Çözüm sürecinin 2 aydır dondurulmuş olduğunu söyleyen Önder, "Toplantıyı yapmamızın hayati gerekçesi, süreç yaklaşık 2 aydır dondurulmuş durumda ve bir ilan edilmemiş bir İmralı tecriti yürürlüğe konmuş durumda. Bunun sürecin ciddiyeti ile uzaktan yakından yan yana gelebilecek bir davranış olduğu düşüncesinde değiliz. Bir an önce hükümetin kendi emeğine bile saygı göstermeyerek devrilmesine sessiz kaldığı bu masa hazır halk tarafından tekrara dört ayağının üzerine oturtulmuşken süratle süreç kaldığı yerden kendisini yenilerek daha da güçlendirerek hayat geçirilmelidir. Dolmabahçe deklarasyonu ile dile getirilen demokratikleşme normlarının dışında bir tek cümle yoktur. Eşit yurttaşlık, özgür ülke gibi bir diz can alıcı nokta Dolmabahçe'de çerçevelendi. Bu seçimin kazanının Dolmabahçe deklarasyonudur aslında" ifadelerine yer verdi.
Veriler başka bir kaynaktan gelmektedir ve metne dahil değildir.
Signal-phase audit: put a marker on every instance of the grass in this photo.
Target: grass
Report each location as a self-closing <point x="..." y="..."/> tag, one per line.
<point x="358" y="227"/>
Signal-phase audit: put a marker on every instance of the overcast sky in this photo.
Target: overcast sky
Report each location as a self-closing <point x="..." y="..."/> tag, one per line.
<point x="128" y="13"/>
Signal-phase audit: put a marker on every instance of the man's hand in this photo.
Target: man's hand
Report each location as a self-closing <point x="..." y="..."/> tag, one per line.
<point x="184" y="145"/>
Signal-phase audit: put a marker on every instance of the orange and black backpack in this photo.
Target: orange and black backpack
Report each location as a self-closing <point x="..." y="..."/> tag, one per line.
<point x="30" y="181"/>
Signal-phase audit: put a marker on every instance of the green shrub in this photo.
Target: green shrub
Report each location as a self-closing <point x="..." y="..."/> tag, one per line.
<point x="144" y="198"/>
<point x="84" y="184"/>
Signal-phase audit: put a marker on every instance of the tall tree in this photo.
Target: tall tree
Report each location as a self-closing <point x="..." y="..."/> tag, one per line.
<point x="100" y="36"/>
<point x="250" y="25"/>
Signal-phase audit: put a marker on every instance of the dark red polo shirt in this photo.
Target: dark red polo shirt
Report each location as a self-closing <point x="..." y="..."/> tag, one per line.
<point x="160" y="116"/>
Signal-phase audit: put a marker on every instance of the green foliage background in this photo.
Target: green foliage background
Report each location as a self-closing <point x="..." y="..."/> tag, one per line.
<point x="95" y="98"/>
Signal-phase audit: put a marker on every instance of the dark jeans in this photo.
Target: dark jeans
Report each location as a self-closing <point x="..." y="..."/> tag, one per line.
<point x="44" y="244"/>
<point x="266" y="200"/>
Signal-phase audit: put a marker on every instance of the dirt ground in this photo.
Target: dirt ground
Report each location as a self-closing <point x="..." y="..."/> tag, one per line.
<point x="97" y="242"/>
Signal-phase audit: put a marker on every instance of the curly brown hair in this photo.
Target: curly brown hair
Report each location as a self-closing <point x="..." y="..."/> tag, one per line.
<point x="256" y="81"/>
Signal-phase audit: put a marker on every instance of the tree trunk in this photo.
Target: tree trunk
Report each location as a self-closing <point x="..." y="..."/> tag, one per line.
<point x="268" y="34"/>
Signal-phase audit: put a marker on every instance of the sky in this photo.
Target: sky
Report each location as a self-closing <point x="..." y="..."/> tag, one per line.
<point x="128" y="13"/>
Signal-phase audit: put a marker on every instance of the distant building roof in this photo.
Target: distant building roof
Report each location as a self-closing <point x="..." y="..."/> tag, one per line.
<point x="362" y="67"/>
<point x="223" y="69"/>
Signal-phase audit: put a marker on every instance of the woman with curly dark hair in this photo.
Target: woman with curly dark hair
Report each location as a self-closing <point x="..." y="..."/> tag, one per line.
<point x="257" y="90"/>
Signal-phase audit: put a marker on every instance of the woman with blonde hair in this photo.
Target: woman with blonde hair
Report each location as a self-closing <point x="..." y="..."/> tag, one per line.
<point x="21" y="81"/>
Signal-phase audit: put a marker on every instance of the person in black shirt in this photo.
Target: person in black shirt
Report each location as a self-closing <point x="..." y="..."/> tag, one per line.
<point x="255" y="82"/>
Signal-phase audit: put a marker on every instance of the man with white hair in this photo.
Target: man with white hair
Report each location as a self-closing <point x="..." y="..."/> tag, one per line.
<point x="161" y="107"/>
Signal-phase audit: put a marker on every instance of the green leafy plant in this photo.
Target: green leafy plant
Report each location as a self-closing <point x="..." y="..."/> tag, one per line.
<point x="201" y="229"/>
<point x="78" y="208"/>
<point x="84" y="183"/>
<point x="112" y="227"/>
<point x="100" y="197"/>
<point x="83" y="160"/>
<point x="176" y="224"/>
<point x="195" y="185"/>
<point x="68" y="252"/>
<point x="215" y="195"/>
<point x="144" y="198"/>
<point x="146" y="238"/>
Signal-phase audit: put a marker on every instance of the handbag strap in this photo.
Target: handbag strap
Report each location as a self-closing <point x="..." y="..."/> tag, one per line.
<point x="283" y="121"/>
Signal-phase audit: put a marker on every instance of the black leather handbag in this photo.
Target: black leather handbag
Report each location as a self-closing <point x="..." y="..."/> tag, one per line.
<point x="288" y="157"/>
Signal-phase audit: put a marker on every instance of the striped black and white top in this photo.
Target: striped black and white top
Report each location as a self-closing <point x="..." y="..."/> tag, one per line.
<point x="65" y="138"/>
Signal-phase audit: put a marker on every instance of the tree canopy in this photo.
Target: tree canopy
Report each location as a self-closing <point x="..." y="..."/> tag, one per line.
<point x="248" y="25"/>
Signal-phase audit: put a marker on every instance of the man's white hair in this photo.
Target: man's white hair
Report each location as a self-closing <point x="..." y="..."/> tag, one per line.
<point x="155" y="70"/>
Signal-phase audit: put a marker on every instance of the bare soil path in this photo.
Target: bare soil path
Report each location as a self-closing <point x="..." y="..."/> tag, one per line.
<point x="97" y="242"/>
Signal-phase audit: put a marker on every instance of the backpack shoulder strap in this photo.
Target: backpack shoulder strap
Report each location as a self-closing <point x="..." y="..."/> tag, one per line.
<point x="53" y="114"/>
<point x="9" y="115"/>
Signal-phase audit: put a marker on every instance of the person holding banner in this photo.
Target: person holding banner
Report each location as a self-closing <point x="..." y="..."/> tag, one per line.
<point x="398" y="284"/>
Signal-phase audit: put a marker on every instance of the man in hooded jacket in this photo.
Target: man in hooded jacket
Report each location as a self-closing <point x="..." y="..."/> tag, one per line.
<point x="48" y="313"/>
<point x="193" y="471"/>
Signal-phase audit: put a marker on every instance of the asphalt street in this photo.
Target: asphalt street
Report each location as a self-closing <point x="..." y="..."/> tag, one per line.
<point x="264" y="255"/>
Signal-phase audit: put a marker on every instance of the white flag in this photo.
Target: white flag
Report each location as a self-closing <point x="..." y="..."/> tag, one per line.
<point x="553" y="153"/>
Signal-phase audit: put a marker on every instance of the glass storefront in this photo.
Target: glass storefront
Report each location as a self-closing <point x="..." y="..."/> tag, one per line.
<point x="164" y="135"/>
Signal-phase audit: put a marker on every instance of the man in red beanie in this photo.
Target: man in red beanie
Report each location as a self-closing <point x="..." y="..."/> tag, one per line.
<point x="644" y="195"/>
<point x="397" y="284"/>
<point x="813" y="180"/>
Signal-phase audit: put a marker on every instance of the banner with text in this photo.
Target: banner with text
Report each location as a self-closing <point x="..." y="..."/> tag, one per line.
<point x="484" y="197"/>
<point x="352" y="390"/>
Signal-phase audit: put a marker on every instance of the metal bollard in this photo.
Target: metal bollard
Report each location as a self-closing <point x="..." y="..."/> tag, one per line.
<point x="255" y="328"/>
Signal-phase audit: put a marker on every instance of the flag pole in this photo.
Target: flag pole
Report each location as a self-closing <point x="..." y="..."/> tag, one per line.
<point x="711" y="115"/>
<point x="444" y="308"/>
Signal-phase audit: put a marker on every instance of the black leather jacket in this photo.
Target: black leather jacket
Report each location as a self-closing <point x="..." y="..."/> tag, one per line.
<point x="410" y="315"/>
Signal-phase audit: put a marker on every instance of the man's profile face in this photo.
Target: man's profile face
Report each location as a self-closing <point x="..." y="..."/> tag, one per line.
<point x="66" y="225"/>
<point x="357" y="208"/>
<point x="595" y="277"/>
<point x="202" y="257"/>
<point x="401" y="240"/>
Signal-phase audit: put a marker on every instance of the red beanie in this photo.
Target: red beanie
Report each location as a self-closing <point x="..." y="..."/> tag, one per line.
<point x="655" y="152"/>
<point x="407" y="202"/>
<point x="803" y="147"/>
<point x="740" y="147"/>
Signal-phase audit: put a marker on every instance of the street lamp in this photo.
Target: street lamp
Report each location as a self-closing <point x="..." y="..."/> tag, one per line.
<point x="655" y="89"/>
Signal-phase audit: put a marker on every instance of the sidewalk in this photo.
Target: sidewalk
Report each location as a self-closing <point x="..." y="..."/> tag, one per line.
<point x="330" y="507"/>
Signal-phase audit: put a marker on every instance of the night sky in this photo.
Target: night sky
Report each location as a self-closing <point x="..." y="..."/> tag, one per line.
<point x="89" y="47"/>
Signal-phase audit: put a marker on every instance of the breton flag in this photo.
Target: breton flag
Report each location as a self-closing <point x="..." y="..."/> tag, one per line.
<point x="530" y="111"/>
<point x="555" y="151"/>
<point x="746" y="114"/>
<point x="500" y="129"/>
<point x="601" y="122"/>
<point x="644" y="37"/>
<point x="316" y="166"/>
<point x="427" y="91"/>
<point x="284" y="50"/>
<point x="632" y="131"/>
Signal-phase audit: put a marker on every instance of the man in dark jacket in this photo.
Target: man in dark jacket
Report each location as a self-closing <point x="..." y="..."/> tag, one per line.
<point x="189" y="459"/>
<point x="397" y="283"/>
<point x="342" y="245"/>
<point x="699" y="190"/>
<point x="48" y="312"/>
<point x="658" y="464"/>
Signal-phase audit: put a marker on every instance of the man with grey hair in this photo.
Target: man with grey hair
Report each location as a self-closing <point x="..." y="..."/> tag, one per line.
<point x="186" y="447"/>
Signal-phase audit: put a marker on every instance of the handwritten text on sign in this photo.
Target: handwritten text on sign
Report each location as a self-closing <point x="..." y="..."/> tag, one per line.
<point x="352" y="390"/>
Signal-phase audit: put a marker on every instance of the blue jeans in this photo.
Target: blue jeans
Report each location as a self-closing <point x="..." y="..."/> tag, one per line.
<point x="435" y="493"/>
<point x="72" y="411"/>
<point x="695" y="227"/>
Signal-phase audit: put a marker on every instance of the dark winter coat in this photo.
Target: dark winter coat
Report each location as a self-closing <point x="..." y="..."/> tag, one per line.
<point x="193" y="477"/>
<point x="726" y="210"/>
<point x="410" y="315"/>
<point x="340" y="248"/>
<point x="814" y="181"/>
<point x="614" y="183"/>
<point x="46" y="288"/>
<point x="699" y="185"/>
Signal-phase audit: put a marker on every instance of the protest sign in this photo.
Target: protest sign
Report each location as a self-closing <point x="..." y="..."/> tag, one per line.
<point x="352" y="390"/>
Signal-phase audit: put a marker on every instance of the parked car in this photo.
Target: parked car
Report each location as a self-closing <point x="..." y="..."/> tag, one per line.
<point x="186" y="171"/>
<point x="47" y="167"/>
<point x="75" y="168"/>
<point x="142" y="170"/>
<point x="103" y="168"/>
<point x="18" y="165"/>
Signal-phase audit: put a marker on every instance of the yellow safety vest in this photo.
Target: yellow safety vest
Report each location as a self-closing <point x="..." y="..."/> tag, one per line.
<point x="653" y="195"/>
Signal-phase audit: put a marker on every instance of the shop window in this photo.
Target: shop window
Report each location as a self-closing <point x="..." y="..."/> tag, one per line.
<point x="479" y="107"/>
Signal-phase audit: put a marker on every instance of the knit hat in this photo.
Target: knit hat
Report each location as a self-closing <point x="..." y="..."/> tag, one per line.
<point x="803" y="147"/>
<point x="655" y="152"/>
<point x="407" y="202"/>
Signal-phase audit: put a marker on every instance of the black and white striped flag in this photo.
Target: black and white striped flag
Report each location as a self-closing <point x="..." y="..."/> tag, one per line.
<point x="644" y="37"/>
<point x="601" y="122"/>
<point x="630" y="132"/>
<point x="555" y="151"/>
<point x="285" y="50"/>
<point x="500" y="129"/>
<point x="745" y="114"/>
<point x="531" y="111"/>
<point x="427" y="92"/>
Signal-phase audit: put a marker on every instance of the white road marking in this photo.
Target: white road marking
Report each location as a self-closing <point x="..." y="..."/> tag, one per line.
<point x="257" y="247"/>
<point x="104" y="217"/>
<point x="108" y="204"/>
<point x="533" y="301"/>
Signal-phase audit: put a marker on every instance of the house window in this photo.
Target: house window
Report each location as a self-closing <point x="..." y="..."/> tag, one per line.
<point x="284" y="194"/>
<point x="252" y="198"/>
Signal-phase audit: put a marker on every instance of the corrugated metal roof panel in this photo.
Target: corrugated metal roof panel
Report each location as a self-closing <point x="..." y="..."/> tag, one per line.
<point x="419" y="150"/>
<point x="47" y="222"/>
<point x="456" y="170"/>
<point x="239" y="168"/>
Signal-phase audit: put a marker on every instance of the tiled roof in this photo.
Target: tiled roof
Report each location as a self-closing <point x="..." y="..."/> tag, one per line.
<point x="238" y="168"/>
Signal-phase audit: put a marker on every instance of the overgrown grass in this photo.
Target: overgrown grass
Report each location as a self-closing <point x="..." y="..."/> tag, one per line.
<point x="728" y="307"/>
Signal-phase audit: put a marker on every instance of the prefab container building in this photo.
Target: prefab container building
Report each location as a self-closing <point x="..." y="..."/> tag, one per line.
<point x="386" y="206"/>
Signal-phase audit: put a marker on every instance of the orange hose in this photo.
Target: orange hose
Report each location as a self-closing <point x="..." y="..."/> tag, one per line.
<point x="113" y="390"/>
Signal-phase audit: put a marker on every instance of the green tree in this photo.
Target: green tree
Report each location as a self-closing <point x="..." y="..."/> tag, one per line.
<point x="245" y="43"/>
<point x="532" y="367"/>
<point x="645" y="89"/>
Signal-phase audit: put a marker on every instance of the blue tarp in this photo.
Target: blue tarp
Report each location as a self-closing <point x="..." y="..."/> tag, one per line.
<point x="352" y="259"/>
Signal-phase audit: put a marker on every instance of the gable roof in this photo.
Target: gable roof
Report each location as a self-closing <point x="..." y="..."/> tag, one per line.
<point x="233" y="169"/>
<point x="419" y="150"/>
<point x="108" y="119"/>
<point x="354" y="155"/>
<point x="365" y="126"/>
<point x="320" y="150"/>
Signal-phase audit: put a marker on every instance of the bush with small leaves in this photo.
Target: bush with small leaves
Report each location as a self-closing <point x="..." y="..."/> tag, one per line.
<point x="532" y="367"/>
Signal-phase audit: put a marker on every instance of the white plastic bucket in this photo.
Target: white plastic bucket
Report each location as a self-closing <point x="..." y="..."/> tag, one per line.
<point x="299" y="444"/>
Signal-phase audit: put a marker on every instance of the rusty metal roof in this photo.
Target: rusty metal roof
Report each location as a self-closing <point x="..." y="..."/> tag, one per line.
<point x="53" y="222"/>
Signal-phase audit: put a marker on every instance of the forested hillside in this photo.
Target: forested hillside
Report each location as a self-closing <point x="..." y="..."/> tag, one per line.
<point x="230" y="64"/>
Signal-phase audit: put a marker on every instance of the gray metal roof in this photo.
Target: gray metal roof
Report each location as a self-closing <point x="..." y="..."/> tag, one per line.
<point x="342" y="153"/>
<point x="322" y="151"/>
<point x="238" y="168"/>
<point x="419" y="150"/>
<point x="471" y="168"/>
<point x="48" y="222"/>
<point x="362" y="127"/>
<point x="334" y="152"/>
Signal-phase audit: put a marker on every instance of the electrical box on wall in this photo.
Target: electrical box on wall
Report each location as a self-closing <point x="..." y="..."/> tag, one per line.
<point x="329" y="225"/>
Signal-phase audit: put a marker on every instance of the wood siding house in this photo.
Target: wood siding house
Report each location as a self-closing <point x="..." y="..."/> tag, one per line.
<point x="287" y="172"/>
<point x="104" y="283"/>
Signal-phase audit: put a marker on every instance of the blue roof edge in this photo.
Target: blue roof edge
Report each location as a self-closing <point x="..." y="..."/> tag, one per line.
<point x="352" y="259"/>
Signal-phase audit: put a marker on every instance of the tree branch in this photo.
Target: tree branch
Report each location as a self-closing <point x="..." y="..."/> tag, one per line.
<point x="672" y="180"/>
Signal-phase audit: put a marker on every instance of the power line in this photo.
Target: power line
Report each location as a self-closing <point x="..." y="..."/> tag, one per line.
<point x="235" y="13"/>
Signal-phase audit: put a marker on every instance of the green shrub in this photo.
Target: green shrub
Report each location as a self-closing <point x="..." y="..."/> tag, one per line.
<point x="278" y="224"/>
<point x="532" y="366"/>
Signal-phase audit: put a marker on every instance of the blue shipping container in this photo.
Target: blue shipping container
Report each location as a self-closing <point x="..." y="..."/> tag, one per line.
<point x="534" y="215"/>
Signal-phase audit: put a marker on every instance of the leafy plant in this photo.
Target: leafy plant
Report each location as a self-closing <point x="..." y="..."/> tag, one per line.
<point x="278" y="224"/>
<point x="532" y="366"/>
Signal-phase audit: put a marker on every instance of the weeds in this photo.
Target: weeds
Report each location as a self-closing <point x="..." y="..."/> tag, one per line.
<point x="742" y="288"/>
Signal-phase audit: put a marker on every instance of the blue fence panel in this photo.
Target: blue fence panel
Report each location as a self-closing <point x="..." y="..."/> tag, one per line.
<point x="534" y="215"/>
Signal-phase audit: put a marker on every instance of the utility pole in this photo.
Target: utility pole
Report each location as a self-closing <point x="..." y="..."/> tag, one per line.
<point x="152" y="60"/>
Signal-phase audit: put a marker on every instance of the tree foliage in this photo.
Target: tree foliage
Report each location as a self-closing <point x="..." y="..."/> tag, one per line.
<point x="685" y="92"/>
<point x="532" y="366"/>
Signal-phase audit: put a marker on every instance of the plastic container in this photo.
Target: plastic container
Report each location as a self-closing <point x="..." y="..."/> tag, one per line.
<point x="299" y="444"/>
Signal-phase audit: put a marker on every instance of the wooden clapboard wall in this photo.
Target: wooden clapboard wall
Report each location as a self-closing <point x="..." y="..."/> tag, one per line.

"BARIŞ KONUSUNDA TOPYEKÛN BİR ULUSAL KOALİSYON GERÇEKLEŞTİRMELİYİZ"
Önder, "Barış konusunda topyekûn bir ulusal koalisyon gerçekleştirmeliyiz. Bu kurulacak olan hükümet koalisyonundan daha hayati olacaktır. Böyle yapılması halinde çok kısa bir sürede savaş olgusunun bu ülkenin gündeminden çıkarabileceğimiz gerçeğini hatırlatmayı tarihi bir borç biliyoruz. Bu sorumluluğumuzun bir gereği olarak Adalet Bakanlığı'na müracaatımızı yaptık. Kamu Güvenliği Müsteşarlığı'nı bilgilendirdik. Sürecin bugüne kadar nasıl yürüdüyse aynı şekilde kimsenin hoyratlığına, iktidar tutkusuna kurban edilmeden bırakıldığı yerden büyük bir ciddiyet ile ele alınmasını istiyoruz" diye konuştu.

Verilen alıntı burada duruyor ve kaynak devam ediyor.